St. Albert Public Schools stepped up their celebration of Métis Week this year as part of their ongoing efforts to promote reconciliation, said associate superintendent Marianne Barrett. Each school flew the Métis flag for the week and taught lessons about the Métis sash.
Gish students listened to the Métis national anthem instead of O Canada for the week as well, said teacher Suzie Currie.
“The district has taken big steps forward in trying to incorporate Métis culture into lessons,” she said, adding that this was something that never even turned up in class when she was in school in the 1990s.
St. Albert has historically been a very French-Canadian settlement, but that’s not the whole story, Heron said.

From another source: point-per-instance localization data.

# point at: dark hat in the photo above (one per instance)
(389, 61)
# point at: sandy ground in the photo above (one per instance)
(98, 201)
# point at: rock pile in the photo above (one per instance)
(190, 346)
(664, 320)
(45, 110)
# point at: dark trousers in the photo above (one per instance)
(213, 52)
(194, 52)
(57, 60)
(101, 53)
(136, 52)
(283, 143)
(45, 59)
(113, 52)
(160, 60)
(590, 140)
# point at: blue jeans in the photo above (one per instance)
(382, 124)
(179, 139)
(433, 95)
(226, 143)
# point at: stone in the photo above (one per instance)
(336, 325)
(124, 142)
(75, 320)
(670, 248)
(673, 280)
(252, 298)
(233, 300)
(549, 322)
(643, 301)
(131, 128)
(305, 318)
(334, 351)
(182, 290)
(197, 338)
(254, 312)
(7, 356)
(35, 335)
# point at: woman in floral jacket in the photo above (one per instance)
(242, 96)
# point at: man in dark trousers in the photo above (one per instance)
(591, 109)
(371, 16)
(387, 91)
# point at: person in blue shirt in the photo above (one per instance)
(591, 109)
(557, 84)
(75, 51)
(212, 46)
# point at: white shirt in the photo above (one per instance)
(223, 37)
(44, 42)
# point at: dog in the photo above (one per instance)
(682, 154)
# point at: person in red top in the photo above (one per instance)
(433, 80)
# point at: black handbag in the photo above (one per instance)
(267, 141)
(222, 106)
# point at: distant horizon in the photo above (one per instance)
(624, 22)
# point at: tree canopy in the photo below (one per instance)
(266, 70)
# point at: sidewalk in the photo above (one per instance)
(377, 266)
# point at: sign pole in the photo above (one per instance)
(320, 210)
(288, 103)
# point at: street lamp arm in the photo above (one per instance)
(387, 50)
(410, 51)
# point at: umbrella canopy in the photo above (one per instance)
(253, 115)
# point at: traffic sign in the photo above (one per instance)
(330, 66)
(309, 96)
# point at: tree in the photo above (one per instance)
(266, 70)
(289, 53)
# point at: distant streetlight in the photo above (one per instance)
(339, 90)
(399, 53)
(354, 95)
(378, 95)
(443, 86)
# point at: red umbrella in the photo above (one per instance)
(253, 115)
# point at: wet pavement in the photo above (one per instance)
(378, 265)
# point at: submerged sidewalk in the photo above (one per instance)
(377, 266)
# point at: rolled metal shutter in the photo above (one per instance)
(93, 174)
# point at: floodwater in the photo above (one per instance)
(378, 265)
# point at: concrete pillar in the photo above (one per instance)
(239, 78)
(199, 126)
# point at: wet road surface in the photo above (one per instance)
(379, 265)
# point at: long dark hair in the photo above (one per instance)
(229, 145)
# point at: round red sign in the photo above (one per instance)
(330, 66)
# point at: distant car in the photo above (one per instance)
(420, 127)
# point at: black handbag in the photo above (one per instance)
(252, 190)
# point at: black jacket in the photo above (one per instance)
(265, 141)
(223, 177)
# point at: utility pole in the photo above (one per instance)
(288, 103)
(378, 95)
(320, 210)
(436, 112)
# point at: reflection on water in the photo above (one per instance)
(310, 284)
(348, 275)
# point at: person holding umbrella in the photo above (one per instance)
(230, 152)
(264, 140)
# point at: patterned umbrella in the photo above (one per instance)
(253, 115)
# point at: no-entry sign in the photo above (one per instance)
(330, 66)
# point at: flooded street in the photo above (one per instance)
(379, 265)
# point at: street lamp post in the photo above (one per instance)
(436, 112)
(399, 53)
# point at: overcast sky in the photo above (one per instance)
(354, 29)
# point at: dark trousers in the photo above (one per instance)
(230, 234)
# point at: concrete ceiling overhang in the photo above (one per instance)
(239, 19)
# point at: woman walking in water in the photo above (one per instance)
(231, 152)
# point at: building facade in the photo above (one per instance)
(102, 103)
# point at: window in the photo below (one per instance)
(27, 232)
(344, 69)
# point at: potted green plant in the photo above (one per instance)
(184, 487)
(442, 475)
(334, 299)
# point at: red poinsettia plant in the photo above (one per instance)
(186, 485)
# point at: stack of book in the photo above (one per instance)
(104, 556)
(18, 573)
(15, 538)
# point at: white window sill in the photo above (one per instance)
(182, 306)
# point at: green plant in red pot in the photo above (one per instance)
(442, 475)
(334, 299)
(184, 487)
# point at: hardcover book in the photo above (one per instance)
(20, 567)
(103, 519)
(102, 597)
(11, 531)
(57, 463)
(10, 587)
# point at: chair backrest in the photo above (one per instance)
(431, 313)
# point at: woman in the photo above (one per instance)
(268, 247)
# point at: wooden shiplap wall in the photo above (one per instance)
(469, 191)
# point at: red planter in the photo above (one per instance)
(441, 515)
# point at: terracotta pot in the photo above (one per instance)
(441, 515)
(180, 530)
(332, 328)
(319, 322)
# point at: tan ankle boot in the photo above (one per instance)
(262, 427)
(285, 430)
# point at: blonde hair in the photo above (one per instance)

City council recently hung the Métis and Treaty 6 flags in council chambers in recognition of the city’s Indigenous roots.
“As we enter 2017 and a new millennium where we are embracing diversity, we need to remember our heritage is diverse, and that’s why I think it’s important to ensure that everyone who helped build the city is recognized,” she said.
It’s important to teach students about Canada’s past and to acknowledge past wrongdoings so we can move forward in partnership with the First Nations, Inuit and Métis, Currie said.
“Informing this generation of their beautiful culture can only present a beautiful future.”